Una polémica de menor eco mediático ha surgido en torno al premio Nobel de Economía, asignado a Joel Mokyr (50%), Philippe Aghion y Peter Howitt, por sus aportes a la teoría del crecimiento “endógeno” mediante la llamada “destrucción creativa”. Al igual que la mayoría de mis lectores, soy un lego en teorías económicas, motivo por el cual es necesario aclarar los términos entrecomillados.
El crecimiento endógeno se refiere al crecimiento impulsado por factores internos (capital humano, innovación tecnológica, conocimiento y productividad), en contraste con el dependiente de los recursos naturales o de la inversión extranjera (crecimiento exógeno). Japón ejemplifica el modelo endógeno y Bolivia el exógeno.
Por su parte, la destrucción creativa es un concepto acuñado en 1942 por el historiador y economista austriaco Joseph Shumpeter, quien, además de realzar el rol de la cultura y la educación en el crecimiento económico, observó que una innovación tecnológica mejora la calidad de un producto al tiempo que lo vuelve obsoleto, destruyendo el valor del anterior.
Un caso ilustrativo es la evolución de los teléfonos celulares: cada nuevo modelo mejora y reemplaza al anterior, vanificando todo el esfuerzo económico e investigativo invertido en el viejo producto. Sin embargo, no siempre es así: una excepción es el libro cuyas innovaciones (el e-book) no han logrado desplazar por completo al libro impreso.
Lo cierto es que la inversión en I&D (Investigación y Desarrollo) es efímera y costosa, social y económicamente de modo que surge la pregunta central: ¿quién debe liderar la I&D, el Estado o las empresas privadas? La visión liberal aboga por excluir al Estado o, como sugieren los laureados, limitarla a “proteger” las empresas emergentes del poder de las dominantes.
La realidad, sin embargo, es más matizada. Por un lado, China ofrece un contraejemplo exitoso: con planificación estatal integrada, desde la investigación hasta la comercialización, pasando por la industrialización, ha logrado un crecimiento económico espectacular durante cuatro décadas, sacando a 800 millones de personas de la pobreza.

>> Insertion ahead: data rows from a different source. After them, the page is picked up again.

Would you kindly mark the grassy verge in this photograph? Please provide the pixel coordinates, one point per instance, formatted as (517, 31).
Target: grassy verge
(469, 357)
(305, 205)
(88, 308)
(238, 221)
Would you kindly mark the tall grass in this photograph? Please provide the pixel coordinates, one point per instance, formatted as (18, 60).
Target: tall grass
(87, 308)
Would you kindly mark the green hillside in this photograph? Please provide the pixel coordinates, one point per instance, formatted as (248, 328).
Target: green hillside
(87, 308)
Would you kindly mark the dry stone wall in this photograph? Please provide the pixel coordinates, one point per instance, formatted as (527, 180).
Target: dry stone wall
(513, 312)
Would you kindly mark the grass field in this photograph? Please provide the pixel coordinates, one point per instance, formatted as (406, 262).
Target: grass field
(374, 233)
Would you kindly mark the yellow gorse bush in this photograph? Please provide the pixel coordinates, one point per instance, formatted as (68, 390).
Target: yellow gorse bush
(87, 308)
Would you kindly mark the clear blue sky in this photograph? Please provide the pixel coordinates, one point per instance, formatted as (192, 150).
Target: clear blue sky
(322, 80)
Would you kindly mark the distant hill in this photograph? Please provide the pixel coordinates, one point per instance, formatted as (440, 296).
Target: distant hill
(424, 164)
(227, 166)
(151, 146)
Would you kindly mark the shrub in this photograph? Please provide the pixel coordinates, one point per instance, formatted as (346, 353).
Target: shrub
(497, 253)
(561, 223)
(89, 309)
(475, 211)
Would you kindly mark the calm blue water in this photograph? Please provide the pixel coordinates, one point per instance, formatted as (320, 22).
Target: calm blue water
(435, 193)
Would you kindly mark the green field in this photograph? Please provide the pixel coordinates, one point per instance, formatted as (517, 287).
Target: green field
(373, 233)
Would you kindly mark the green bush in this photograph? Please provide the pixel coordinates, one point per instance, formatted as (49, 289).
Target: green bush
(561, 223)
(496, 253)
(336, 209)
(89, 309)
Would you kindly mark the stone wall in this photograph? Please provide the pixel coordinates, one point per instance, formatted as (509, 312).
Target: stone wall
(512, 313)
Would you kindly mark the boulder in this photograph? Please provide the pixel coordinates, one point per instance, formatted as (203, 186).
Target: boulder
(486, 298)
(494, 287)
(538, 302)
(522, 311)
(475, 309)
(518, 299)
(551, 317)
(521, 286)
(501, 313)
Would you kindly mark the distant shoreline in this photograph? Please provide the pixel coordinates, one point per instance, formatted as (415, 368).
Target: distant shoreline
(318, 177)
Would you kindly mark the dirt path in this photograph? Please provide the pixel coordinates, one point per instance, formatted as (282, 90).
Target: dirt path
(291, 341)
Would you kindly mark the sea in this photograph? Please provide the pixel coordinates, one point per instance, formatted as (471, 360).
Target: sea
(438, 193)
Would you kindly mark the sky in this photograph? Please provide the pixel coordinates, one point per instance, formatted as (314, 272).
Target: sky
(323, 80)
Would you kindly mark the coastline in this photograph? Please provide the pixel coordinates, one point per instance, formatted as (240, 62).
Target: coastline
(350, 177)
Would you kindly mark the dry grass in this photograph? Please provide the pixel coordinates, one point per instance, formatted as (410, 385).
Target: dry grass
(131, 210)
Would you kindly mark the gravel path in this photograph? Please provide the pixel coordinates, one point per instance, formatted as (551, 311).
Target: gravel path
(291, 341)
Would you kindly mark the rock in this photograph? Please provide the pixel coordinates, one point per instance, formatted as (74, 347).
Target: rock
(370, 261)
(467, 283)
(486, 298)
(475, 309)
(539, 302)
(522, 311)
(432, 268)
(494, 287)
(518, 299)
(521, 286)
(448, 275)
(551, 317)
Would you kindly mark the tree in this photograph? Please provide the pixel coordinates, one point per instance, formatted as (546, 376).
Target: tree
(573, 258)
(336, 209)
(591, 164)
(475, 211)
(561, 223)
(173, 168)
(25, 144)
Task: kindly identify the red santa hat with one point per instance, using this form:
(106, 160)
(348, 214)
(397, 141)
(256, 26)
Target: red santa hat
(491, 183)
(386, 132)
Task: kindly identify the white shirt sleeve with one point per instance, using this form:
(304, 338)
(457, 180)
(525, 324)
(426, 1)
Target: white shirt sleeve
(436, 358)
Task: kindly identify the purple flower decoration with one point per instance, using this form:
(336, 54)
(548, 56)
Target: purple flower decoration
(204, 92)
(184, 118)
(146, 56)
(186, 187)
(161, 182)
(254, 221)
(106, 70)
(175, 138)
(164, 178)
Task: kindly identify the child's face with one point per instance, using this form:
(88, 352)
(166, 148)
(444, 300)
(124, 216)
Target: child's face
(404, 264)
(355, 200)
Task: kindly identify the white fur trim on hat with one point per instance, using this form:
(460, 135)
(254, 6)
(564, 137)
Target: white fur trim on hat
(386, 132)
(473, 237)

Incluso en los EE.UU., al margen de los mitos de las empresas “de garaje” en informática, la I&D depende en gran medida del complejo industrial-militar que financia la investigación básica en las universidades con fondos públicos, mientras que la aplicación y la producción recaen en el sector privado.
A pesar de estos casos, Ph. Aghion y P. Howitt tienden a minimizar la importancia del financiamiento público de la I&D, al margen de que, en Latinoamérica, la I&D, cuando existe y no es desincentivada, -como bajo Milei en Argentina- suele estar desconectada del aparato productivo.
Personalmente, considero que, en todo lado y especialmente en los países en vía de desarrollo, el rol del Estado es imprescindible para financiar la investigación básica, mientras que la aplicación de los resultados debe corresponder principalmente a empresas privadas, competitivas y eficientes.
En Bolivia, después de las últimas dos décadas perdidas, se espera que el nuevo gobierno impulse la investigación, y evite derrochar recursos en emprendimientos que el sector privado puede y sabe ejecutar mejor. De paso, tendremos una juventud con un mayor espíritu crítico.